Ten days of the Swedish Invasion are over, and I may have some semi-converts on my hands!
My boyfriend’s parents recently made their first-ever trip across the Atlantic to explore Canada and spend some time with my family. I was, of course, honoured and excited to be hosting their first visit to Canada, but it was also an incredibly intimidating task…
You see, the Swedish diet, as I have touched on briefly before, is about as un-vegan as you can get. The local grocery store generally has at least four large aisles of every dairy product known to mankind, and most people wouldn’t dream of cooking a single meal sans-meat or dairy. Of course, there are some exceptions, and Swedish vegans DO exist, although they are a rare and misunderstood breed. Vegan “meat” is also nonexistent, and the suggestion of cutting cheese from the diet is akin to cultural treason. So, you can understand how a vegan such as myself could feel a little nervous about cooking for a group of confirmed meat-eaters for ten consecutive days without alienating them completely, but I was determined to make a solid effort! The great news is, though, that it was a complete success!
I think the trick to cooking for “carnivores” is to ease them into vegan eating with dishes that have an element of familiarity. Desserts are always a great place to start, because vegan ones can be completely indistinguishable from their animal-product counterparts. For example, for dessert on their first night, I baked a vanilla cake from Chef Chloe’s amazing vegan cookbook, and crumbled it in a bowl with alternating layers of vanilla coconut whipped cream and mixed berries to make a delicious and decadent trifle that everyone devoured.
Other meals that everyone came to enjoy were a simple spaghetti with a vegan bolognese, my own chicken(less) pot pie, simple Yves veggie hotdogs and burgers with a side of my grandma’s famous bean salad, and even home made vegan pizza with daiya mozzarella! My boyfriend’s mom even opted to use coconut milk on her cereal each morning, and his dad surprised himself by discovering that he does not hate beans after all. Notoriously the “picky eater” and meat-lover of my boyfriend’s family, his dad miraculously discovered a love for faux chicken strips, and he even went so far as to ask where he could purchase something similar back in Sweden!

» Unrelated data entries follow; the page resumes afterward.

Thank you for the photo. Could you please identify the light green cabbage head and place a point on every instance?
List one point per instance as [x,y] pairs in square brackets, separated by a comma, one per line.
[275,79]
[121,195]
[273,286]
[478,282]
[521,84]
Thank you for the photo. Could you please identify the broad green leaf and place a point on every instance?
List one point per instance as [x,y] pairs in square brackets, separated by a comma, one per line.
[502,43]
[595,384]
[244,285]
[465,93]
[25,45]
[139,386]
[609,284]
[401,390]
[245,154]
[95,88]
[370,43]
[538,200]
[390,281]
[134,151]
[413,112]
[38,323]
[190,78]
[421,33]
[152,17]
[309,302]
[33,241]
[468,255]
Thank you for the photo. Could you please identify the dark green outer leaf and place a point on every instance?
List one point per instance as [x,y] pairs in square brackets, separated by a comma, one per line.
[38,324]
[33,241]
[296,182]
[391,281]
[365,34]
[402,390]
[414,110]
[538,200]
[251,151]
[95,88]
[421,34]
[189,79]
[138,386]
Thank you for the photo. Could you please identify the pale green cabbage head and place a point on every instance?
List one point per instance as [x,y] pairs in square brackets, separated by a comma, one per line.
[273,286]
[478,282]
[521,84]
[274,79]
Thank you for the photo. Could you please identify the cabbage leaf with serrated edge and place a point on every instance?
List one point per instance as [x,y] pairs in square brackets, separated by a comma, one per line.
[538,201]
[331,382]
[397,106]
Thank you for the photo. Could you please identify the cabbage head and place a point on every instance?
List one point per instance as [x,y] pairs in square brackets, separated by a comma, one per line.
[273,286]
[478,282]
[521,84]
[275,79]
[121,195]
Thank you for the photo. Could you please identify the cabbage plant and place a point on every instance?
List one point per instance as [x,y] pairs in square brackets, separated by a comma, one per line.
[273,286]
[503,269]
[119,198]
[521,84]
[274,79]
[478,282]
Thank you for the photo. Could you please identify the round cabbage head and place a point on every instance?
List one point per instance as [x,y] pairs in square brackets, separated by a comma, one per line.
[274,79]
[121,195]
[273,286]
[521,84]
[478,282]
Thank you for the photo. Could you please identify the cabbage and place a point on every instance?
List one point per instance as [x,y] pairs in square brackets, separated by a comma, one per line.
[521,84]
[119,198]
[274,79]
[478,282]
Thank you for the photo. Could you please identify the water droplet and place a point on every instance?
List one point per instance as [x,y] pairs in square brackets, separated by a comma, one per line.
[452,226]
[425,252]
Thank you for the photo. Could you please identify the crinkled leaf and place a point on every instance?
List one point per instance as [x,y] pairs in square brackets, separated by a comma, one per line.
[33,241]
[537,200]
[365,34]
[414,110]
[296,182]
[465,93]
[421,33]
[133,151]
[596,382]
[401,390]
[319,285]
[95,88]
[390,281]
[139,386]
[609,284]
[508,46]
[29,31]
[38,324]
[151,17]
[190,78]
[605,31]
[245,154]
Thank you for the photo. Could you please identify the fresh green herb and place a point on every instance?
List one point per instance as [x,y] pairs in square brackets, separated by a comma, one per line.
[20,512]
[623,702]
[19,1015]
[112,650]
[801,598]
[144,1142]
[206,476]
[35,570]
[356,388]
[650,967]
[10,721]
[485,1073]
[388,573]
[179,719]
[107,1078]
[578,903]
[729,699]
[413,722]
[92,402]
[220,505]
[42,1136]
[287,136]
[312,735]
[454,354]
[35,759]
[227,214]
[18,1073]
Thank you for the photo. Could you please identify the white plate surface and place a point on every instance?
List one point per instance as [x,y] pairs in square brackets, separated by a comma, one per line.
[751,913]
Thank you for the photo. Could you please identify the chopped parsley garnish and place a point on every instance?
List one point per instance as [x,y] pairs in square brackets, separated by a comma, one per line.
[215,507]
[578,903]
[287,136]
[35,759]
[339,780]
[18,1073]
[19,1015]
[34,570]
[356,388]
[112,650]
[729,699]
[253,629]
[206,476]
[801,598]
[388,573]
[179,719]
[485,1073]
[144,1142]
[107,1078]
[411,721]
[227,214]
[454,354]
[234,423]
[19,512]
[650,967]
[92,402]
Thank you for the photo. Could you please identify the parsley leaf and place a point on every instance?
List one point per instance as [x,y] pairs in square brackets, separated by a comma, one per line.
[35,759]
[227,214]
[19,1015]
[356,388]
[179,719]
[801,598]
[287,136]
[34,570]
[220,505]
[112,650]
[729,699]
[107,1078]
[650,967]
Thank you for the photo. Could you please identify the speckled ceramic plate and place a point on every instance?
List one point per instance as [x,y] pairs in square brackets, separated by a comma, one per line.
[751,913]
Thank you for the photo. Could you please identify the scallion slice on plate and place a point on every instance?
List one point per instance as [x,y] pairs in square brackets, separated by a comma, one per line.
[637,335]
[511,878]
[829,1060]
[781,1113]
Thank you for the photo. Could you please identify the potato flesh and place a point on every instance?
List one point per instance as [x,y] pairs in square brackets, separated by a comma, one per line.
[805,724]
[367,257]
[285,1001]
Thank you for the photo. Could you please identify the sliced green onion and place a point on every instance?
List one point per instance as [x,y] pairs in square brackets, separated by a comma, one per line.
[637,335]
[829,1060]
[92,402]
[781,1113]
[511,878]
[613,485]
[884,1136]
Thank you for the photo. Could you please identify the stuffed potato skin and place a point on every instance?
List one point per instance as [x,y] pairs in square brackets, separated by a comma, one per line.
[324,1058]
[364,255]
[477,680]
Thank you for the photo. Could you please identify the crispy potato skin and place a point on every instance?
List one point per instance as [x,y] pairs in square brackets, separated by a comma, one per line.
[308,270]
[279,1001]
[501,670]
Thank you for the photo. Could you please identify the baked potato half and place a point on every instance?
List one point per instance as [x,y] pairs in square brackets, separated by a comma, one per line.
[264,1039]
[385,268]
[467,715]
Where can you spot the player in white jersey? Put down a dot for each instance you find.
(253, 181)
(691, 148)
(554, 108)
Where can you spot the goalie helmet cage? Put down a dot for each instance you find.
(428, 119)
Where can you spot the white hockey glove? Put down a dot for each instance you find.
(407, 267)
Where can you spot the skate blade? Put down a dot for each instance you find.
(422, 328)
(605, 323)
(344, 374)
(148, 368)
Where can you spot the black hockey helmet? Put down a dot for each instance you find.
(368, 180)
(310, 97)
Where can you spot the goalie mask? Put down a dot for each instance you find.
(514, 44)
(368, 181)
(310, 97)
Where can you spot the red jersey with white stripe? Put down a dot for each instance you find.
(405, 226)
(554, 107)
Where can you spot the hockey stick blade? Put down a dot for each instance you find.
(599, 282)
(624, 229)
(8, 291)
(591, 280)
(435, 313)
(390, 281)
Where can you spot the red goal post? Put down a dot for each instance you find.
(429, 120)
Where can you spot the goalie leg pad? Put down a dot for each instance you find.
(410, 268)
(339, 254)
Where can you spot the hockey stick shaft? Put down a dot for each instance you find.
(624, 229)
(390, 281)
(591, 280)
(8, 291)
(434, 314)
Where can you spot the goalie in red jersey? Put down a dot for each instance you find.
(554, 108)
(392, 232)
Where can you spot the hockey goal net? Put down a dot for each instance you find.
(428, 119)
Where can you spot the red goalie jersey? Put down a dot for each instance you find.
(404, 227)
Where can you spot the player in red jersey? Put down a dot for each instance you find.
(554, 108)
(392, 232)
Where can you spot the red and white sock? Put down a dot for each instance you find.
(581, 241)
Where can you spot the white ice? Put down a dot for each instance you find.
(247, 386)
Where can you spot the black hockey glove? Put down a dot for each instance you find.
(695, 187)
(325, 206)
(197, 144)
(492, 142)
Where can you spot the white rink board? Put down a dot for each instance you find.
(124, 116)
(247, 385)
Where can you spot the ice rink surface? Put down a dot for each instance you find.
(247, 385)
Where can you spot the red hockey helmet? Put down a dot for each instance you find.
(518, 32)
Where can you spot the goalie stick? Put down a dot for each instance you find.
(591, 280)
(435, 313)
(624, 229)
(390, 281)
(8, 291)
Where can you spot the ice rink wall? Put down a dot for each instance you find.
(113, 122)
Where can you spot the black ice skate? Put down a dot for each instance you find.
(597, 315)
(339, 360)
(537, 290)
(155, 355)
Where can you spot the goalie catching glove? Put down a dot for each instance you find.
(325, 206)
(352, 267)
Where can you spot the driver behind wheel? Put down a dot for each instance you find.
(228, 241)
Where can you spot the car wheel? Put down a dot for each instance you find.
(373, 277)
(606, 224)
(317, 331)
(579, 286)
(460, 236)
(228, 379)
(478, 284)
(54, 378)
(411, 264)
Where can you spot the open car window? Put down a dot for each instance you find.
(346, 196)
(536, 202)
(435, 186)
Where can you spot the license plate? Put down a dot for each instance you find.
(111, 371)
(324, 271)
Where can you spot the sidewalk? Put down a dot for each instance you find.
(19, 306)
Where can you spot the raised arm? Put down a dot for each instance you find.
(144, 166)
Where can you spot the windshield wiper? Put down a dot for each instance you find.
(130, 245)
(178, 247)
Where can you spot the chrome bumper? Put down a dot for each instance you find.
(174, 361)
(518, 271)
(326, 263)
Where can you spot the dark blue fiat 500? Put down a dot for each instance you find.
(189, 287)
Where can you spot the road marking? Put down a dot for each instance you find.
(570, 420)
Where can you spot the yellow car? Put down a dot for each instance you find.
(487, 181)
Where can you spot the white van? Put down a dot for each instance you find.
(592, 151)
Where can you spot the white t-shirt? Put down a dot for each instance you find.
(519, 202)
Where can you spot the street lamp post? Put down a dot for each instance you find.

Of course, when you are a tourist in a new country, you also want to see what the restaurants and local food places have to offer! I sometimes dread these outings, as my meal options are at the mercy of whatever restaurant everyone wants to try that day, but we had some surprising success finding vegan-friendly options! At a street meat vendor in Toronto, for example, they served vegan veggie dogs. At Yogen Fruz, (which I obviously always used to walk right by without a second glance) they now have completely dairy-free options. I even managed to find some amazing avocado spring rolls that were dairy and egg-free at a local restaurant. While most of these places are not the type I would visit on my own time, it was nice to know that I could follow along with the group and still find food options that I hadn’t even considered.
I think one of the most encouraging things about the visit from a food perspective was the enthusiasm and change in outlook that our guests seemed to experience over the ten days that they were here. Simply exposing people to delicious vegan food without any agenda, pressure, or desire to “convert” anyone is often enough for them to start turning towards the meat-free direction on their own. Good food is good food, and when people realize that they can eat well while also improving their own health and being compassionate to others, vegan eating starts to feel like a much more possible and positive option. Both of our families had an amazing time here in the Great White North, and I’m already eagerly anticipating the next Swedish Invasion! :)
(Top picture: my cute parents on the left, my Swedish veggie-meatball himself, yours-truly, and the bf’s lovely parents on the right).